Le résultat? Même un utilisateur lâche de Facebook comme moi, qui clique rarement sur les publicités numériques, peut voir ses informations personnelles exposées à un grand nombre d'annonceurs. Ce n'est pas tout à fait une surprise, mais voir dans mon fichier Facebook la liste des marques inconnues avec mes coordonnées a été une confrontation avec la réalité. J'ai même essayé de contacter certains de ces annonceurs, comme Very Important Puppets, une entreprise de jouets, pour leur demander ce qu'ils faisaient de mes données. Ils n'ont pas répondu. 

Et Google ? 

Remarquez que Facebook n'est que la pointe de l'iceberg en ce qui concerne les entreprises technologiques qui collectent les données des utilisateurs en échange du service. 

Conscient de cela, j'ai téléchargé une copie de mes données détenues par Google via un outil appelé Google Takeouts. L'ensemble de données était exponentiellement plus grand que celui de Facebook. Rien que pour mes e-mails personnels, l'archive Google avait une taille de 8 gigaoctets, assez pour contenir 2 650 heures de musique. En comparaison, les données de Facebook ne représentaient que 160 mégaoctets, soit l'équivalent d'environ XNUMX heures de musique. 
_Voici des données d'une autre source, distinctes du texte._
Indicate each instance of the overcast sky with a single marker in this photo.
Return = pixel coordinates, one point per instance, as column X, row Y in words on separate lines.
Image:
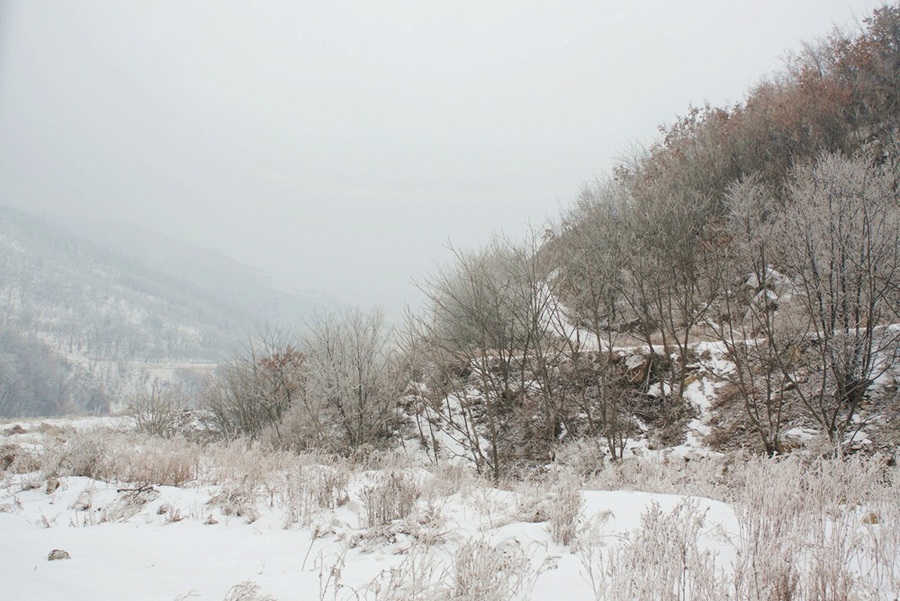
column 340, row 146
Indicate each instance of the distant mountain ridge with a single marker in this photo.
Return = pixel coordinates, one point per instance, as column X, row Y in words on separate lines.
column 83, row 325
column 232, row 283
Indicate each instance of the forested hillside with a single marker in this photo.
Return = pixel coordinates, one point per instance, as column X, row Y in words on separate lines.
column 76, row 322
column 734, row 285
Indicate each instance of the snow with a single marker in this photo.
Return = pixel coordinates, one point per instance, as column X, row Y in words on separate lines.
column 177, row 545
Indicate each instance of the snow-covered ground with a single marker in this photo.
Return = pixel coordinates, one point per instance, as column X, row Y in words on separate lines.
column 178, row 545
column 243, row 523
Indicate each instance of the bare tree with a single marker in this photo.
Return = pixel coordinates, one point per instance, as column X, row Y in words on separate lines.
column 254, row 391
column 839, row 241
column 488, row 335
column 748, row 323
column 352, row 383
column 590, row 258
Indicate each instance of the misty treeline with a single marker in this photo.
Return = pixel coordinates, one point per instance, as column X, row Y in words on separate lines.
column 34, row 381
column 98, row 304
column 769, row 228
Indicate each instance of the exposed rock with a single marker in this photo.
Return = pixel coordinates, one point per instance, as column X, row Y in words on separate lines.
column 636, row 366
column 84, row 501
column 52, row 485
Et voici la plus grande surprise de ce que Google a recueilli sur moi. Dans un dossier intitulé "Annonces", Google a conservé un historique de certains articles de presse que j'avais lus au fil des ans, comme l'histoire publiée par "Newsweek" à propos d'un employé d'Apple qui a heurté un mur de verre dans le nouveau siège social d'Apple et un New York Article du Times sur l'éditeur de la rubrique Modern Love. Je n'ai jamais cliqué sur les publicités contextuelles à ces deux pièces, mais Google les a enregistrées car les pages d'articles avaient chargé des publicités diffusées à partir des serveurs de Google. 

Dans un autre dossier, intitulé "Android", Google a enregistré une archive des applications que j'avais ouvertes sur un téléphone Android à partir de 2015, ainsi que la date et l'heure de leur consultation. Cela m'a frappé comme un niveau de détail extrême. 

Google n'a pas immédiatement répondu à une demande de commentaire. 

Prix ​​de consolation 

Enfin, voici une note brillante. J'ai téléchargé mon archive de données LinkedIn. L'ensemble de données faisait moins d'un demi-mégaoctet et contenait exactement ce à quoi je m'attendais : des tableaux de mes contacts et des informations que j'avais ajoutées à mon profil LinkedIn. Au moins ça m'a soulagé. Attention : une fois que vous aurez vu la grande quantité de données qui ont été collectées à votre sujet, vous ne pourrez plus les supprimer. 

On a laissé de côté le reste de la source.